A friend of DH and I got married on a Saturday, but had a “tea party” bridal shower Thursday evening. They did this because most of her family and friends were from OOT and were already there. I don’t live far, but I wasn’t about to take Thursday off to get down there for it plus Friday. It was an inconvenient day for me, but it was really the only time it worked for the bride.

I think, in your case, there may be a weak turnout at the bridal shower if it is held months before versus 2 days before. It seems more convenient to have it that soon before the wedding. The people that are already there can come versus trying to pay for another flight/car trip/etc to get there and then come back for the wedding later on.

Post # 8
1466 posts
Bumble bee
  • Wedding: August 2014

amb06h:  I completely agree with you. Most of the time, you can say your piece but it’s the bride’s decision, but in this case with the shower you are offering to throw the shower so it’s really YOUR decision (although it could create drama and it would probably help if the bride is available on the date you choose)

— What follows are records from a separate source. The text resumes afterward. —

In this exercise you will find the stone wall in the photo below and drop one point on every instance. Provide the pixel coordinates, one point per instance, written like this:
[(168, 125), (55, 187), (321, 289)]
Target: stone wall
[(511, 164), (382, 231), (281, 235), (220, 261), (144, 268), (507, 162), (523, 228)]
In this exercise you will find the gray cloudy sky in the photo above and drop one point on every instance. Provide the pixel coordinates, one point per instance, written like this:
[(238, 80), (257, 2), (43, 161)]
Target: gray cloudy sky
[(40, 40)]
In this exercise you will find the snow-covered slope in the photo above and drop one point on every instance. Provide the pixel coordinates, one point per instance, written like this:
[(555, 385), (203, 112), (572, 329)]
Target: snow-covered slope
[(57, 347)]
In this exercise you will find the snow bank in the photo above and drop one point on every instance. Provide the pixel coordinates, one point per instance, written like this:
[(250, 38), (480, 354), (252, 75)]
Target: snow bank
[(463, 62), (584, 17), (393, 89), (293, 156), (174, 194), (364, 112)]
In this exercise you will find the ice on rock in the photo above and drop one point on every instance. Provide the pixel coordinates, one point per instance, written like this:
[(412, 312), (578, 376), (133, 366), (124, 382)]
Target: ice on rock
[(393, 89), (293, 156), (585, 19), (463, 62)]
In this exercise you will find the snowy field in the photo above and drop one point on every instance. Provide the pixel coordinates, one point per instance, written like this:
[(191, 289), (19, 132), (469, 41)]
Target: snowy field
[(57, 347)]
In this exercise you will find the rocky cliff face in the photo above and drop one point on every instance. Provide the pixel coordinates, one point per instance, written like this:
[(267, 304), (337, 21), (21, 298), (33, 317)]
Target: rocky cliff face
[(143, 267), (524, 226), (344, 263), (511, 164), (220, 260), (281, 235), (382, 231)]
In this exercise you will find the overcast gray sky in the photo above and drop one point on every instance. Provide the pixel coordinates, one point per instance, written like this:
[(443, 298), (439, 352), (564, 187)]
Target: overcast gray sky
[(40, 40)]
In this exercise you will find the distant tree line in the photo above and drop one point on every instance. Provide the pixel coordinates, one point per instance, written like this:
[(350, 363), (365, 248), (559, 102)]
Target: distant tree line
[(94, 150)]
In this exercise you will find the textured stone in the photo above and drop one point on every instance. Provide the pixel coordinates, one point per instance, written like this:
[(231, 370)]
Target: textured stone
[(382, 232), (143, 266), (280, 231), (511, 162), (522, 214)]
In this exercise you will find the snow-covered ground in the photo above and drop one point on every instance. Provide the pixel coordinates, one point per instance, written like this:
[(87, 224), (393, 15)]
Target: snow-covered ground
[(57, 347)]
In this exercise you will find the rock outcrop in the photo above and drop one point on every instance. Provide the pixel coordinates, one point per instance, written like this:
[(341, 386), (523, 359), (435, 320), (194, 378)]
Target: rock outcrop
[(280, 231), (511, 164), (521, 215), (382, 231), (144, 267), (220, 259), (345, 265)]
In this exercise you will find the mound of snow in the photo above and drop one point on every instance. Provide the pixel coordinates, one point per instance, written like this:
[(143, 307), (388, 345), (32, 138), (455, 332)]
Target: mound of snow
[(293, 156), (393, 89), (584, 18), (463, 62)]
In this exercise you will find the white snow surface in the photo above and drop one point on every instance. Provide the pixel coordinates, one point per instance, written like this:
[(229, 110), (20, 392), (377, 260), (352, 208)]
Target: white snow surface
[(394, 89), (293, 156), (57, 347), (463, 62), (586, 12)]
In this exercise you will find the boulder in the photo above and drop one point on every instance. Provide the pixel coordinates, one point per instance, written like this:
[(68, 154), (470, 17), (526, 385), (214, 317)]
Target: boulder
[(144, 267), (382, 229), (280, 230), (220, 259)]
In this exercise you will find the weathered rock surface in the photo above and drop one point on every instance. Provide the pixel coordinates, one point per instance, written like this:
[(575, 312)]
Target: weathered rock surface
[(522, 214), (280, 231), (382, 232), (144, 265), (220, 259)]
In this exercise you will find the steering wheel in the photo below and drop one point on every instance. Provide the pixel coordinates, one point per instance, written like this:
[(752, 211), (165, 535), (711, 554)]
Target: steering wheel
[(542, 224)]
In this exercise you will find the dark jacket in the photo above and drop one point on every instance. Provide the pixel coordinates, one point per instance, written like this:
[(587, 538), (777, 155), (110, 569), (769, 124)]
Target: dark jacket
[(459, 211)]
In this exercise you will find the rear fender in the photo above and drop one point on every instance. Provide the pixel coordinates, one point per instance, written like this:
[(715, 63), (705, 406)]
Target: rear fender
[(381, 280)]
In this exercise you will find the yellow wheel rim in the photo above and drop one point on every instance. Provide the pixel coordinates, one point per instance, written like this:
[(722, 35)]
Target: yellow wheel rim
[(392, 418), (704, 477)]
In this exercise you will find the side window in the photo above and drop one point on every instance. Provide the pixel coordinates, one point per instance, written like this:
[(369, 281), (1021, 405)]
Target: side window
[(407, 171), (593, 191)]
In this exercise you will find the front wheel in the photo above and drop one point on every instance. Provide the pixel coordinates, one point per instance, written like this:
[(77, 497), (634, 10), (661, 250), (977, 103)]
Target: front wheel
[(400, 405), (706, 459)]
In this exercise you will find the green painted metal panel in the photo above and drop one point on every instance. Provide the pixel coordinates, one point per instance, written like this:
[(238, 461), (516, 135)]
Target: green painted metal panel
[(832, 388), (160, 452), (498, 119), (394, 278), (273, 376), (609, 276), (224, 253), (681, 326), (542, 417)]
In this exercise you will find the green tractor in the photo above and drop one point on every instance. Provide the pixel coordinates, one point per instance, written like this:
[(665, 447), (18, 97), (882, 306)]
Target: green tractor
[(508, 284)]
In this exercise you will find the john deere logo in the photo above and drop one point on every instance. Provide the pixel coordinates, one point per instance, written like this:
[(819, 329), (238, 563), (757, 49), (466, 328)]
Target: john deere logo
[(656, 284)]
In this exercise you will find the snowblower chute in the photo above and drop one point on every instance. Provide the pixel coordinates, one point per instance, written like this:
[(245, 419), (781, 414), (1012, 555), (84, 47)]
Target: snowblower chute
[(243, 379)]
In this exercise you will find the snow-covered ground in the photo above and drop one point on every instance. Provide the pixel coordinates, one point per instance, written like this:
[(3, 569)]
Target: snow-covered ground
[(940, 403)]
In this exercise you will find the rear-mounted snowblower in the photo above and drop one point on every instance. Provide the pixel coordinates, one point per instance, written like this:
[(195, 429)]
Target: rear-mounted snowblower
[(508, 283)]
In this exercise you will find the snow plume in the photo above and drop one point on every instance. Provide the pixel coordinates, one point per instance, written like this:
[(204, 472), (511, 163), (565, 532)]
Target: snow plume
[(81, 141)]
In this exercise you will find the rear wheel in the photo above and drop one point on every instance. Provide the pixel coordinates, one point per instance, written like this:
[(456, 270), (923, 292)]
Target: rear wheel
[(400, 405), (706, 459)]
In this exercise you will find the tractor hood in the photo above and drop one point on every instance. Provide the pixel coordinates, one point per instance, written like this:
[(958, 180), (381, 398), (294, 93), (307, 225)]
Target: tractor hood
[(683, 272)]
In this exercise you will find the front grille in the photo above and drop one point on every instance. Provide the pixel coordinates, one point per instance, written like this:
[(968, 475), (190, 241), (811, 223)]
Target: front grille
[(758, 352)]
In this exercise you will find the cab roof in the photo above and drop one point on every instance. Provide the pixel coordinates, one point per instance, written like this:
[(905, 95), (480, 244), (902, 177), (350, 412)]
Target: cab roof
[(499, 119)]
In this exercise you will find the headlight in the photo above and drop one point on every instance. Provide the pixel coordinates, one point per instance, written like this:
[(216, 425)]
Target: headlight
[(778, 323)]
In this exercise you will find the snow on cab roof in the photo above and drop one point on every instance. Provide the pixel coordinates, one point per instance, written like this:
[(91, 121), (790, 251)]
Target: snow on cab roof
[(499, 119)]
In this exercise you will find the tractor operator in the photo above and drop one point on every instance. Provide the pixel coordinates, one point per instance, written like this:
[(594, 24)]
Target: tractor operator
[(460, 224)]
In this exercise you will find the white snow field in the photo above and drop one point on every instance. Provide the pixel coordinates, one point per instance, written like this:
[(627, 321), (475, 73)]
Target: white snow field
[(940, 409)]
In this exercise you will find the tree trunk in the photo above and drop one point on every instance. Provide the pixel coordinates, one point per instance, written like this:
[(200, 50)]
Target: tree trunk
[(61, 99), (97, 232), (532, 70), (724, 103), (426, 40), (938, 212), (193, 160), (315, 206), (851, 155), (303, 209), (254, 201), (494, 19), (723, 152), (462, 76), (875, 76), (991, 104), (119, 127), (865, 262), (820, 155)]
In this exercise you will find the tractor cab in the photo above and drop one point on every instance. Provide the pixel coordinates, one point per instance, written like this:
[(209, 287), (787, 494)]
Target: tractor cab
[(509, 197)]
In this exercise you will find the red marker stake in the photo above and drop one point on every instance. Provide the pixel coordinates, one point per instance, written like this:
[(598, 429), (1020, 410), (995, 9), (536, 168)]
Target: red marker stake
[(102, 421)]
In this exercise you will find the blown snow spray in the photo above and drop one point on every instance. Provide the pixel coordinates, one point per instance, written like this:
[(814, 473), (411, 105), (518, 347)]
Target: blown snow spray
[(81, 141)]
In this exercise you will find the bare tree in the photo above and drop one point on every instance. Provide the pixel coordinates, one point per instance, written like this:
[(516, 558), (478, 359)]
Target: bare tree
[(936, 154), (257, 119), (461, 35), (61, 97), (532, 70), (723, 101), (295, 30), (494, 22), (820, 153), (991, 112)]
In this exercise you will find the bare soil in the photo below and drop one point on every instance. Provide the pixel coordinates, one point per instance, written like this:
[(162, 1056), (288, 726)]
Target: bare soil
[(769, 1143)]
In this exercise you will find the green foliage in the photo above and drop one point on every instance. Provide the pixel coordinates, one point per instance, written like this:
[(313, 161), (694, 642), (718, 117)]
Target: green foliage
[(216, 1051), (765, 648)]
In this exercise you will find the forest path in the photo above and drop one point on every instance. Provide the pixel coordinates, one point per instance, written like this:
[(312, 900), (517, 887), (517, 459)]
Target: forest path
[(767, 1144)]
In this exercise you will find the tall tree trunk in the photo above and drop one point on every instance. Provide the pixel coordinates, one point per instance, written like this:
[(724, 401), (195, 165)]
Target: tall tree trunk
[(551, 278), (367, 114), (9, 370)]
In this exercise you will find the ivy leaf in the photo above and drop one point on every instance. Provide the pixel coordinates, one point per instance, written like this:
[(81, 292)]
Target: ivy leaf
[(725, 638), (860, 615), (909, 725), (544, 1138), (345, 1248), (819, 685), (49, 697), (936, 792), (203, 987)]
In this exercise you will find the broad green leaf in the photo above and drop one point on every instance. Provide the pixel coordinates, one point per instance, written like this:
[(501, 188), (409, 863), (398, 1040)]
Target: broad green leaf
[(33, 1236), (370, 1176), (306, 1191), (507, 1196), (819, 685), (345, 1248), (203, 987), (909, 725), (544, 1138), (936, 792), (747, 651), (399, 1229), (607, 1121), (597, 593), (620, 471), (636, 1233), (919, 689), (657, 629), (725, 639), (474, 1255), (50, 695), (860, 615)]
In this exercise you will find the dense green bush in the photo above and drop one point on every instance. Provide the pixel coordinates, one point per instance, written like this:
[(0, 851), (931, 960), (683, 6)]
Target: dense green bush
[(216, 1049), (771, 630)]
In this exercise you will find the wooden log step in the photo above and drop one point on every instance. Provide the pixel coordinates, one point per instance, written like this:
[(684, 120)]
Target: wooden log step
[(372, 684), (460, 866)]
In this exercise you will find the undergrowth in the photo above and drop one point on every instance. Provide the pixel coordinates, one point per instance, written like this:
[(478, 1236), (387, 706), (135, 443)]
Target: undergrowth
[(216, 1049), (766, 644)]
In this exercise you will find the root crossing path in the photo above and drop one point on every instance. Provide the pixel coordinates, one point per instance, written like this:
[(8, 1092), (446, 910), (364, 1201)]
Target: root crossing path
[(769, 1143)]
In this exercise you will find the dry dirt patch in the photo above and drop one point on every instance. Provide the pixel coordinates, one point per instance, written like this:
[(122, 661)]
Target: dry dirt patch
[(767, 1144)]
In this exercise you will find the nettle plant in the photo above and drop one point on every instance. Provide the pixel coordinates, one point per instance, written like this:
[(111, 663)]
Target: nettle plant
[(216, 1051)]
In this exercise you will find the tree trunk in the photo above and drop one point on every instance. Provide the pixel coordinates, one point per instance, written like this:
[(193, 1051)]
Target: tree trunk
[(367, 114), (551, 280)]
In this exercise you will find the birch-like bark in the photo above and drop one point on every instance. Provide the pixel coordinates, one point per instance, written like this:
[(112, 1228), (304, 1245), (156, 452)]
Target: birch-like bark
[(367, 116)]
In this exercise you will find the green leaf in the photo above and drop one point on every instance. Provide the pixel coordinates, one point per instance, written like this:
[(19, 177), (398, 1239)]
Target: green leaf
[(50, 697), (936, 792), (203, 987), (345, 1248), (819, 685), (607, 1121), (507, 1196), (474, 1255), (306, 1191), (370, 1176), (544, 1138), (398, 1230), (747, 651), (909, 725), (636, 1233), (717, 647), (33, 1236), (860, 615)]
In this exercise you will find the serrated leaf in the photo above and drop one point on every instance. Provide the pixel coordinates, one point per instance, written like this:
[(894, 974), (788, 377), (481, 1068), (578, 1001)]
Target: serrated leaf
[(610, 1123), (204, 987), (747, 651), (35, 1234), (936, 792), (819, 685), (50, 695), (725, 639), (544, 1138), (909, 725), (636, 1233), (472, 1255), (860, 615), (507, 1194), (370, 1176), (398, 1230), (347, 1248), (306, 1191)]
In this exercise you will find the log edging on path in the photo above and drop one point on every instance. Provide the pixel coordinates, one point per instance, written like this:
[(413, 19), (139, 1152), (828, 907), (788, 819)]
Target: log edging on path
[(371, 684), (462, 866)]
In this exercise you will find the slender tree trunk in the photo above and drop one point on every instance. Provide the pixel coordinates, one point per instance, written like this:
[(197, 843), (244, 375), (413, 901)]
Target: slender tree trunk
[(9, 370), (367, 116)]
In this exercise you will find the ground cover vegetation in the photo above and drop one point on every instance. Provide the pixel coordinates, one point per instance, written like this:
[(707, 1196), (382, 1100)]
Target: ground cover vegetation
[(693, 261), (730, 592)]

I am in a similar situation as a bride and we contemplated having the shower the Saturday before the Sunday wedding (my aunt who is hosting had this idea). We decided against it for all of the reasons you mentioned. 

I think the bride is just trying to be able to have everyone she wants there, because she loves them and it’s a special event. The reality is that not everyone can come to every shower. I, in a very similar situation, had to come to the realization about this. I am bummed because one of my BMs can’t come (travel is expensive!) and a lot of relatives can’t come either, but I’ve gotten around it now and I am just super excited for the people who are going to be there. 

The bonus is that I can use that weekend to work on more of the wedding plans with my family, which would work out for your bride too if she flew in for the weekend. 

Post # 9
3653 posts
Sugar bee


amb06h:  I’m concerned about how she would get all those shower gifts home? I went to a baby shower, for a mother to be who lived 14 hours away; she flew in and back for the shower and her husband had to drive, to haul back all the gifts. Her Dad drove a load of gifts out, too. Now how much did the time off work, gas, and tolls cost them? Didn’t make sense that almost all t e woman invited wanted to show-off the gifts the bought, at the shower. I had mine sent directly to her home, from her online registry.

Post # 10
287 posts
Helper bee

I was MOH for a friend last summer who was in a similar situation. She was a plane ride away, as were most of the BM’s and a lot of guests.

She didn’t want a shower, she said opening gifts made her uncomfortable and she didn’t know how she would get anything back to the other side of the country anyway.

We ended up doing a Bachelorette a week before the wedding. Not everyone could come (out of towners) but that really couldn’t be avoided. Doing something on the Friday before would still work though, as long as it was at night time… sort of along the lines of a Bachelorette instead. That way nobody would have to take off from work and since it is a Bachelorette… a lot of older relatives who are coming in from out of town probably won’t feel like they HAVE to go.

We didn’t do traditional gifts, but lingerie instead. Small silly stuff. I don’t think anyone thought they were being forced to buy two traditional gifts for the same couple, when this one was mustly just fun. Also, they made for light packing.